Blog: Precaution and Prevention in Public Health Practice

What I’ve Learned as a Public Health Student Working at CELA

Blog posted by Adam Clasky, Master in Public Health Practicum Student

Currently enrolled as a Master of Public Health student at McMaster University, I chose to complete my summer practicum with CELA due to its intersection between environmental health and law. So far, my experience has been educational and I’ve cultivated a number of skills that are relevant to public health work. Compared to my training so far, this experience has felt quite different given the focus at CELA on the legislative factors underlying public health decisions and outcomes. However, it will hopefully be very useful in meeting broad and foundational objectives in public health practice of health promotion and disease prevention.

Throughout the summer, I’ve worked on three projects: two pesticides-related and another contributing baseline research about hoarding to the RentSafe initiative.

The pesticides projects have addressed the potential for negative health consequences of both indoor and outdoor pesticide use. In one project I have helped to update CELA’s fact sheet about “Pesticides and Bed Bugs – Information for Tenants in Ontario.” The regulatory status of this class of pesticides – the pyrethrins and pyrethroids – is ongoing but delayed by the pandemic, until 2025. I checked on the regulatory status of each pesticide noting necessary updates for the fact sheet. In the process, I found important shortcomings with information posted to the Pest Management Regulatory Agency (PMRA) Label Search database. CELA has written to the PMRA to point out this problem, the consequence of which is if these older and now illegal labels are followed by users of these pesticides, the result will be health risks in excess of the final re-evaluation decision.

The second pesticides project involves assisting community groups in other provinces with learning from the Ontario experience and creating campaign materials to seek municipal bans on the cosmetic use of pesticides.

These pesticides projects have emphasized a range of research skills including traditional literature searching and navigating government websites. I’ve also worked on varied forms and literacy levels for effective written communications.

Overall, these projects tie into the research, health promotion and knowledge translation sides of public and environmental health. On the knowledge translation side, this work has reinforced my understanding of the importance of accurately conveying health risks in public communications by not over-stating scientific evidence. I’ve also worked on messaging that emphasizes the value of a precautionary approach to avoid risks. For example, bans on cosmetic pesticide use are inherently precautionary as they seek to avoid completely unnecessary exposures. Likewise, the bed bugs fact sheet conveys valuable information about how to choose lower risk options to address this pest problem.

In the work for RentSafe, I’ve supported a new RentSafe working group with meeting logistics and background research about hoarding. Building on the model of the RentSafe mould resources, the working group aims to address this as another priority issue for tenants as identified in the RentSafe baseline survey work, by CELA’s clinic colleagues, and other RentSafe stakeholders in public health and property standards. My research has identified the importance of recognizing mental health aspects of this issue that must be acknowledged in order to lift the stigma behind hoarding behaviour. Furthermore, the relationship between hoarding and mental health has public health implications, as mental health has become a major area of focus in public health. Additionally, I’ve conducted research on the legal aspects of landlord-tenant dynamics and applied them to hoarding situations. According to key statutory documents in Ontario, tenants ought to be treated justly and free from discrimination, and hoarding situations may fall under this umbrella given the mental health factors involved.

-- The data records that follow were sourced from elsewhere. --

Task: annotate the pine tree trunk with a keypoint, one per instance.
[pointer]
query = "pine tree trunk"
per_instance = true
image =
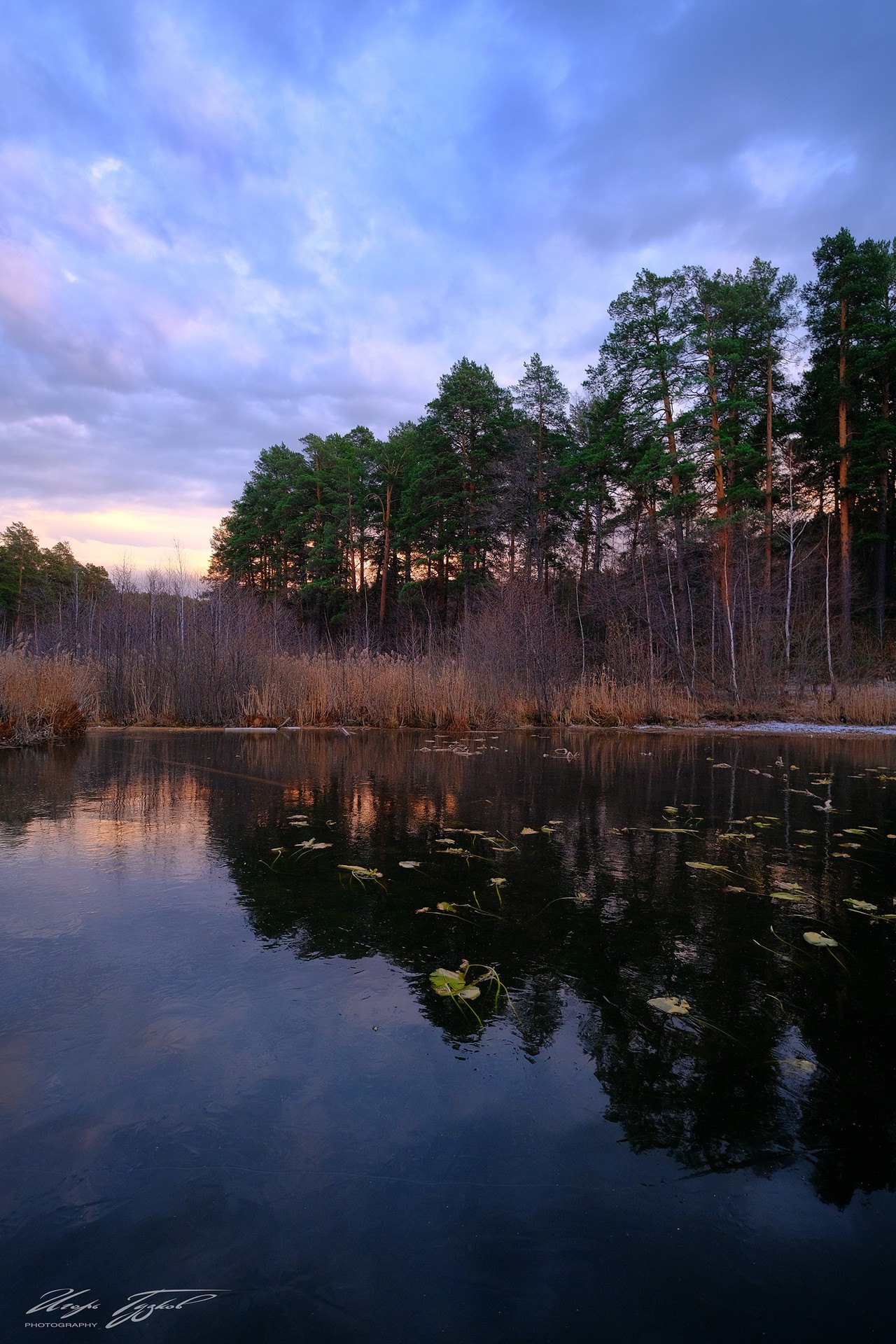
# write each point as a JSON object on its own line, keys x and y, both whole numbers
{"x": 846, "y": 521}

I have learned from the RentSafe work that housing for individuals with lower income is often sub-standard and may be more susceptible to indoor pest problems that can result in frequent pesticide use, including misuse/overuse which can lead to excess environmental health risks. CELA has played a central role in RentSafe in bringing these pesticides issues forward. RentSafe has also highlighted the importance of a multi-sectoral approach, indeed a very innovative approach that has included and centred tenants lived experience in the understanding of, and collaboration among, RentSafe participants from public health, property standards, legal clinics, medicine, academe, emergency workers, and more, who all have a vital role to play in addressing healthy housing for tenants.

It has been especially useful to cultivate my public health skills in a legal context, and to see the relationship between law, policy and public health. My impression is that we are most successful in addressing public health issues by employing an upstream approach and emphasizing underlying legislation and policies, as opposed to solely focusing on solutions further downstream. Additionally, all of these projects tie into health promotion, as they focus on the “health literacy” component, serving as a step to empower people in maximizing their health outcomes. I’m grateful to be working at CELA and have garnered useful insight into the legislative aspects of environmental and public health. Whether I work primarily in the public health field or ultimately choose to go into law, this experience will be beneficial as it has focused on relevant factors pertaining to both fields.


Adam Clasky is currently a Master of Public Health Student at McMaster University. His interests lie in environmental health, animal rights and mental health, and he may opt to study law in the future.